Cliffe stood in earnest talk with Selby. I regarded the man awhile before he saw me. He was dressed in the plain clothes of his calling; doubtless he made good his wants out of Captain Burke's wardrobe; he was rather short and very broad-shouldered; his hair was black, and of a true cast-away man's length, falling and curling in plenty down upon his back as though it had been a woman's; he was of a sallow complexion and newly bearded as though used to shave when all was well.

When I went to him with my hands outstretched, he faced me with a smile, and then it was I saw a wonderful spirit of goodness and kindness in his countenance. I had never before witnessed a man's nature so plainly pictured in his looks. I will not admit that I was prejudiced in his favour by what Marie had told me and found a soul of candour and good humour where perhaps I should otherwise have seen nothing but an average sailorly countenance. No matter what the causes which should have brought this man and me acquainted; let me have met him how, when, where you will, one glance would have persuaded me that he was a heart of oak. You saw a manly simplicity and gentleness in every line. His eyes looked at you full, yet gently, with a charming, winning frankness; his smile was a grace, there was something sweet in it: and yet he was by no means good looking. His face was overcharged by the length of its aquiline nose. His mouth, too, was out of proportion, his eyes were something too deep set and close together to please; nevertheless when he turned, smiling to receive me, I found a beauty in his looks that was far above all gift of flesh.

I held him by both hands, but in what terms I thanked him for his goodness to Miss Otway I'll not set down, because they must needs look cold and insufficient, when in reality the tribute lay in that part that cannot be communicated on paper, I mean in the tone of voice, the expression of countenance, the clinging pressure of the hands.

He said, 'It's been a bad time for her, sir. The beginning was the hardest. That week when she was alone, washing about here, much where we now are, in the winter time when it was nearly all night, and nobody else aboard but the corpse of Mrs. Burke, would have killed a lady of less spirit.'

I broke in by asking him to step below with me. Cliffe said he would remain on deck and watch the brig. I took notice that as in making for the island, so now, a keen look-out was being kept. Hands were stationed in the bows and on the foreyard; the rigging lay ready for instant use. Two men were at the wheel.

Selby stopped and looked at the island astern. The whole soul of the man seemed to rush into his face as he gazed, colouring it with memory and a passion of gratitude and pathetic joy. He breathed deep and said. 'Thank God, I've seen the end of it! Seven months is it, sir? The sufferings of the sea will make a year of a week. It seems as long as a lifetime.'

He sighed again, or rather fetched a breath as of relief and ease of heart, and followed me into the cabin.

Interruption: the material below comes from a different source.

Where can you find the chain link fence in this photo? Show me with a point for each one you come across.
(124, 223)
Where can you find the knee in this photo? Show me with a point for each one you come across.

Whilst we waited for Marie, he explained how it came about that the hull was shelved forty feet above the wash.

He said when she first took the ice she was beaten a considerable distance by blow upon blow of foamless swell, rolling into the shelter out of the heavy weather beyond; she lay on her bilge. He could not express the misery they suffered from the angle her posture sloped her into; till, early one night, a noise of thunder roared through the cabin as though the whole island was splitting to pieces; shock followed shock. These volcanic throes went on for hours. He expected every moment that the hull would be crushed to powder. Sometimes they felt the fabric under their feet swept upwards. It was pitch dark on deck; nothing was to be seen; but the uproar of splitting ice was at moments deafening. He said he could compare it to nothing but to being in a boat betwixt two line-of-battle ships when they were firing their whole broadside artillery at each other.

It might have been about four o'clock when the hellish commotion ceased as abruptly as it had commenced; at this hour the hull was, as she had been for some time, resting on an almost level keel. At break of day he went on deck, and was amazed to find the sea lying open, but at a considerable distance below; the great ice peninsula whose bay had been the salvation of the hull had broken away and become a majestic island, nodding stately upon a high sea about a quarter of a mile distant. The wreck rested upon a wide ledge with a sheer fall of ice, smooth as though chiselled, to the wash of the surf. How it had befallen he could not tell. Perception had lain entirely in sensation and bearing.